第13回 シンポジウムのはじめに
                      本 間 正 吾

 フリーターと言う言葉が使われ始めてほぼ十年がたった。 いまこの国には何人のフリーターがいるのだろうか。 200万とも400万とも言う。 正確な数を求めてもそれほどの意味があるとは思えない。 定義の仕方によっていくらでも変わっていくからである。 数などわからなくとも、 身の回りにフリーターと呼ばれる若者がいて、 しかもこの社会を支える重要な働き手となっていることは、 だれもが知っている。 さらに最近はニートという新しい言葉も登場した。
 そして今度は対策が云々される。 個人の意識や親の教育が問われ、 さらに学校に対応が求められる。 それでことは解決しないだろう。 フリーターの増加もニートの登場も、 不況から派生した一時的な現象でもないだろう。 ましてやその責めを個人や家庭の甘さ、 学校教育の遅れから来る 「失敗」 ととらえてすむような現象とも思えない。 おそらくこの社会の構造、 文化の構造の大きな変化に目を向けてはじめて彼らの存在は理解できるのではないだろうか。 言い換えるならば、 フリーターを考えることをとおして、 今の社会がかかえている大きな問題にふれることができるのではないか。 こんなもくろみを持って 「「フリーター」 に何を見るか」 というタイトルを掲げさせてもらった。

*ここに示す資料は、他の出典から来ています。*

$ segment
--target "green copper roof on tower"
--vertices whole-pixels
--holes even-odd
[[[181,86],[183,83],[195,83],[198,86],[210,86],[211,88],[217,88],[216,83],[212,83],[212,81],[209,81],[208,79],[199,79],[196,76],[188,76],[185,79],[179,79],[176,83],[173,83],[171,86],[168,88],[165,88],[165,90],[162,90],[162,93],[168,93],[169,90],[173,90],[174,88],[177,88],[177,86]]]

 このシンポジウムでは、 学校と職業の接続の問題について研究を重ねてきた小杉礼子さん (労働政策研究・研修機構研究員)、 田正規さん (ベネッセ教育総研所長)、 さらに現場で進路指導にかかわってきた高校教員の小島喜與徳さんにお話をいただいた。 また、 長年にわたり定時制高校の教員をつとめ、 その経験をふまえた研究、 執筆活動を続けてきた佐々木賢さん (研究所共同研究員) に、 コーディネータをお願いした。 シンポジウムでは、 期待したとおり多くのデータや情報の提供、 様々な視点からのお話をいただくことができた。 だが肝心の討議にあてる十分な時間が確保できなかった。 そのため 「何を見るか」 という主題に十分に入ることができないまま時間が来てしまった観がある。 せっかくご来場いただいた方には、 この点で失望させてしまったのではないかと思う。 問題の大きさからすれば当然予想のつくところでもあり、 企画をたてる段階での配慮が必要だったと反省せざるを得ない。

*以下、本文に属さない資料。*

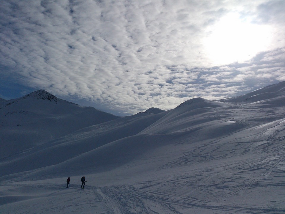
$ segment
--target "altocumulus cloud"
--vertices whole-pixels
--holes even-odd
[[[285,2],[251,1],[1,0],[1,72],[118,114],[240,95],[285,80]],[[272,42],[217,64],[203,39],[233,12],[270,26]]]

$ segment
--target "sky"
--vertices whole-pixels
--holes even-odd
[[[124,116],[285,80],[283,0],[0,0],[0,97]]]

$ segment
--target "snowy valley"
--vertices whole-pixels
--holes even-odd
[[[0,115],[1,213],[285,213],[285,81],[124,117],[40,90]]]

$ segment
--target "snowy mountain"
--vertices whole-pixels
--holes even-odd
[[[44,91],[5,102],[0,213],[284,213],[284,88],[124,117]]]
[[[39,90],[0,103],[0,158],[118,117]]]

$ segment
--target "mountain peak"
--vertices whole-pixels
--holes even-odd
[[[55,101],[58,101],[59,100],[59,99],[53,95],[42,89],[29,94],[25,96],[24,98],[26,99],[28,97],[31,97],[37,100],[48,100]]]
[[[165,111],[164,110],[162,110],[161,109],[159,108],[158,108],[152,107],[152,108],[150,108],[145,111],[145,112],[147,113],[151,113],[151,114],[157,114],[164,111]]]

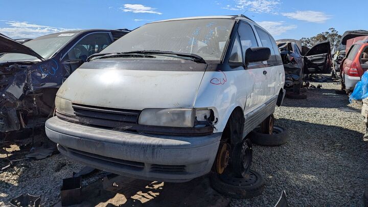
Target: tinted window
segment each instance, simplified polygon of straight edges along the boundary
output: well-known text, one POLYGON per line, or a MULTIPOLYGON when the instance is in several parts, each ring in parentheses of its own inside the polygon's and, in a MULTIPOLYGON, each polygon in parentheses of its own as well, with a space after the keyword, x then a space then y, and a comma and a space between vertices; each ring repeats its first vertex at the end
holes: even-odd
MULTIPOLYGON (((276 41, 274 40, 274 39, 273 39, 273 37, 272 37, 272 36, 270 36, 269 38, 270 39, 271 39, 271 42, 272 43, 272 47, 273 47, 273 52, 274 53, 275 57, 276 57, 276 61, 278 63, 282 64, 282 58, 281 58, 281 55, 280 55, 280 51, 277 47, 277 44, 276 44, 276 41)), ((296 48, 298 48, 296 47, 296 48)), ((300 53, 300 51, 299 51, 299 52, 300 53)))
POLYGON ((358 53, 358 51, 359 51, 359 48, 360 48, 360 45, 359 44, 354 44, 350 48, 350 50, 349 50, 349 52, 348 52, 348 55, 347 55, 347 58, 349 59, 350 60, 353 60, 353 59, 355 57, 355 56, 356 55, 357 53, 358 53))
POLYGON ((243 62, 243 55, 242 54, 241 45, 239 39, 239 37, 237 35, 236 39, 234 41, 232 49, 232 52, 230 54, 229 58, 229 62, 243 62))
MULTIPOLYGON (((44 59, 51 57, 58 50, 77 35, 78 32, 71 32, 42 36, 25 42, 25 45, 33 50, 44 59)), ((6 54, 0 58, 0 62, 12 61, 39 61, 38 58, 19 53, 6 54)))
MULTIPOLYGON (((262 29, 257 26, 255 26, 255 27, 256 28, 256 30, 257 31, 257 33, 258 33, 258 36, 259 36, 260 39, 261 39, 262 47, 268 48, 271 50, 271 56, 270 56, 269 59, 267 60, 267 62, 270 63, 276 62, 276 56, 274 52, 275 50, 273 49, 272 41, 271 41, 271 39, 268 36, 268 34, 262 29)), ((276 47, 276 46, 275 46, 275 48, 278 51, 279 50, 278 48, 276 47)))
POLYGON ((67 53, 70 60, 81 60, 82 56, 86 57, 99 53, 111 43, 108 33, 94 33, 87 35, 77 43, 67 53))
POLYGON ((238 33, 240 37, 243 53, 245 53, 245 51, 249 48, 258 47, 254 32, 250 25, 245 23, 241 23, 238 29, 238 33))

 ここに収録したシンポジウムの記録では、 紙幅の都合からシンポジストの話のかなりの部分を割愛し、 さらにその関連で書き換えたところがあることをご承知おきいただきたい。 ただ使用したグラフ、 図表についてはほぼ収録してある。 また、 「シンポジウムを終えて」 というタイトルでコーディネータの佐々木さんに文章を寄せていただいた。 シンポジウムでの討議不足を補うものとして参考にしていただきたい。 なお、 フロアーの発言者の氏名、 学校名等は載せないかたちにしたこともご了承頂きたい。